Kepala Bidang Pencegahan Dini Satpol PP dan Damkar Parigi Moutong, Mardiana, mewakili Kepala Satuan Zaitun, menegaskan bahwa perbedaan antara jumlah usulan awal dan realisasi di lapangan terjadi karena tingginya kebutuhan personel saat kondisi darurat.
Menurutnya, usulan awal hanya mencakup 70 personel untuk tanggap darurat. Namun, dalam pelaksanaan, jumlah yang terlibat meningkat signifikan karena kompleksitas penanganan di lapangan.
“Yang terlibat bukan hanya pemadaman, tetapi juga pengamanan serta dukungan logistik seperti makanan, BBM, dan peralatan,” jelas Mardiana.
Ia menegaskan, penanganan karhutla melibatkan seluruh unsur di lingkungan Satpol PP dan Damkar, tidak terbatas pada bidang Damkar saja. Karena itu, semua personel yang terlibat diberikan kompensasi sesuai peran masing-masing.
Jumlah personel yang terlibat bahkan mencapai 142 orang. Seluruhnya menerima pembayaran berupa upah lelah sebagai bentuk apresiasi atas kontribusi mereka selama bertugas.
Besaran upah tidak disamaratakan, melainkan disesuaikan dengan durasi dan jenis pekerjaan. Untuk satu hari kerja, personel menerima sekitar Rp100 ribu dengan sistem berbasis kehadiran.
“Jika bertugas satu hari, maka dihitung satu hari. Semua berdasarkan keterlibatan langsung di lokasi,” ujarnya.
Mardiana memastikan seluruh pembayaran dilakukan berdasarkan data valid, seperti daftar hadir dan surat tugas. Pendataan dilakukan oleh tim Damkar bersama bagian umum Satpol PP guna memastikan akurasi penerima.
Menanggapi keluhan terkait perbedaan besaran upah antara petugas konsumsi dan petugas pemadam, ia menjelaskan bahwa hal tersebut dipengaruhi sistem kerja yang berbeda.
Petugas pemadam bekerja dengan sistem shift, sementara petugas konsumsi bekerja setiap hari tanpa pergantian, menyiapkan dan mendistribusikan makanan hingga tiga kali sehari. Intensitas kerja ini memengaruhi besaran kompensasi.

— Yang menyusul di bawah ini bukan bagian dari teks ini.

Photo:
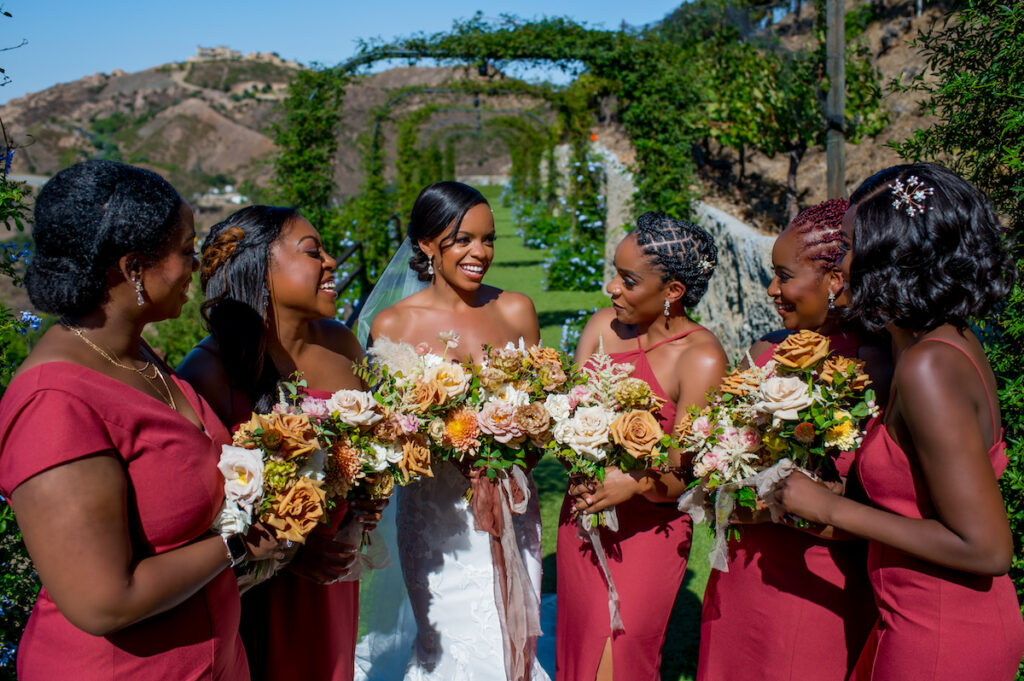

Terkait pencairan dana Belanja Tidak Terduga (BTT), Mardiana mengakui adanya keterbatasan teknis, di mana pencairan dibatasi maksimal Rp5 juta per penarikan. Untuk memenuhi kebutuhan mendesak, pihaknya berkoordinasi dengan Badan Penanggulangan Bencana Daerah (BPBD).
“Dana ditransfer ke rekening pribadi untuk memudahkan penarikan dan distribusi cepat sesuai kebutuhan, seperti upah, BBM, konsumsi, hingga perbaikan kendaraan,” jelasnya.
Ia menegaskan, seluruh penggunaan dana tetap sesuai peruntukan dan dapat dipertanggungjawabkan.
Bahkan, sebelum dana resmi cair, pihaknya sempat menalangi kebutuhan operasional di lapangan, termasuk BBM, konsumsi, serta perbaikan armada Damkar yang mengalami kerusakan.
“Jika tidak segera ditangani, armada tidak bisa beroperasi dan berisiko rusak lebih parah. Kami harus mengambil langkah cepat demi kelancaran penanganan kebakaran,” katanya.
Untuk sisa anggaran, Mardiana memastikan dana yang tidak terpakai tetap tersimpan di rekening khusus siaga bencana Satpol PP dan akan dikembalikan ke kas daerah sesuai mekanisme yang berlaku.
“Sebagian dana tidak digunakan karena masa tanggap darurat telah berakhir. Sisa anggaran akan dikembalikan melalui BPKAD atau diusulkan kembali untuk pengadaan peralatan,” pungkasnya.